Undeterred, Sunderland soon drew themselves level after being awarded a penalty when Phil Whelan fouled Stewart as the pair attempted to meet a Dariusz Kubicki cross. With regular penalty taker Scott not on the pitch it was given to Alex Rae, who struck the ball underneath the dive of Alan Miller.
With both sides giving it full pelt those watching the game on Monday Night Football were getting plenty of entertainment, but a Fabrizio Ravanelli goal following a goalmouth scramble had Sunderland on the back foot once more. The situation got even worse five minutes later when Richard Ord, himself only just back in the side following suspension after he got sent off at Derby County, uncharacteristically ‘trampled’ on Nick Barmby and was shown red again.

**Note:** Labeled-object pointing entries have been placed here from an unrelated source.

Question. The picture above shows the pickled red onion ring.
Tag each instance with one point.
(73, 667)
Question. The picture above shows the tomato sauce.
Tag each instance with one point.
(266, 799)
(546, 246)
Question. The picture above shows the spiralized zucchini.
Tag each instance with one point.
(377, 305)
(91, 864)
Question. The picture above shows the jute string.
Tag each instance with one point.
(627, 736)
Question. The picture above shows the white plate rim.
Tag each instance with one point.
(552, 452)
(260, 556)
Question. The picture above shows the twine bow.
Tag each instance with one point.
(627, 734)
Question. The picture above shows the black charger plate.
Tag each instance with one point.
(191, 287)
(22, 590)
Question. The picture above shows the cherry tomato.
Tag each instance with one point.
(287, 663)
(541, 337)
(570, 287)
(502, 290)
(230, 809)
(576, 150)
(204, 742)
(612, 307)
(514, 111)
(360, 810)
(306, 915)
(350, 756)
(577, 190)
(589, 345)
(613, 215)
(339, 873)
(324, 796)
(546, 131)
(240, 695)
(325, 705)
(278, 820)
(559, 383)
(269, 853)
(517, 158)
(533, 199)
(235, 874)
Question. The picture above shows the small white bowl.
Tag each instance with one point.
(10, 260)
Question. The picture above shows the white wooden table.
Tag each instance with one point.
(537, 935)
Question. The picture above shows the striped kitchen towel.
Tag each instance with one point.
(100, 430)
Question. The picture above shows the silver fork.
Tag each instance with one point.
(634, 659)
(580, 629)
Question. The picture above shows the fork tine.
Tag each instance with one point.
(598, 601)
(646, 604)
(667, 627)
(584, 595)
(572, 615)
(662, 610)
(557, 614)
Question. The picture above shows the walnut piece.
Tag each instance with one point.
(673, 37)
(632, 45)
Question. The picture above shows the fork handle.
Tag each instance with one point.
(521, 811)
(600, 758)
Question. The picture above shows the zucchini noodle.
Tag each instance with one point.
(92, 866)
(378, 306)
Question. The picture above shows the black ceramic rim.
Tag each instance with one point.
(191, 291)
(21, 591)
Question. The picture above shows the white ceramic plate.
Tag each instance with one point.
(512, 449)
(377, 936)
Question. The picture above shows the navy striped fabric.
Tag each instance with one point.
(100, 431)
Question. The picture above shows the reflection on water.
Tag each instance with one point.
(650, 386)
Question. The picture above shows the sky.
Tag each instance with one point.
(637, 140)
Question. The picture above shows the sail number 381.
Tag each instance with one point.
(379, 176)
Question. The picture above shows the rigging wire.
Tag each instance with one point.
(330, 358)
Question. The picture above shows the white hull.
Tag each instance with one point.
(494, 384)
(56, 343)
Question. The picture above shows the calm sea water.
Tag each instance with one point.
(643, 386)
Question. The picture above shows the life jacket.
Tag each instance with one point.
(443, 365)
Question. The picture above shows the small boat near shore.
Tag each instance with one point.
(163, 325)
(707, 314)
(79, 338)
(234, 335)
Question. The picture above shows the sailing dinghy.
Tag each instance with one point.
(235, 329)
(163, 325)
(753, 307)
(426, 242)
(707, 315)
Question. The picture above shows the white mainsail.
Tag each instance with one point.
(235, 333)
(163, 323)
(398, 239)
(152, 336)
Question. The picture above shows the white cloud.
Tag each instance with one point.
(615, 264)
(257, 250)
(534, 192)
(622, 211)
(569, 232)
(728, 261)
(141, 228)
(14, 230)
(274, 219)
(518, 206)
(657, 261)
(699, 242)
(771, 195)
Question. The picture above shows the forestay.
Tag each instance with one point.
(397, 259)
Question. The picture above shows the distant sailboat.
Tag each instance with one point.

Ord, still incensed that Graham Poll had not disallowed Ravanelli’s effort despite several fouls in the build-up it, overreacted to being in a tussle with Barmby but at a time when he was reported to be in consideration for an England call up, he later admitted that it did his cause no good. Sunderland’s immediate concern however was having to avoid another defeat, so step forward Kevin Ball.
The Sunderland skipper was in fine form all evening, harrying opponents throughout and pushing the side on. He won possession with half an hour left and after driving into the box delivered an inch-perfect pass for the incoming Russell to score the equaliser at the far post.
It was a well timed run from the ‘Jarra Arra’ but the numerical disadvantage meant the Lads had to dig in from then on, with Ball marshalling the troops throughout.
Unsurprisingly for the last ever derby at Roker Park the match was at times frantic, but on a busy day which had begun with the arrival of Darren Williams from York City Sunderland did enough to ensure a hard-earned point on this date in 1996.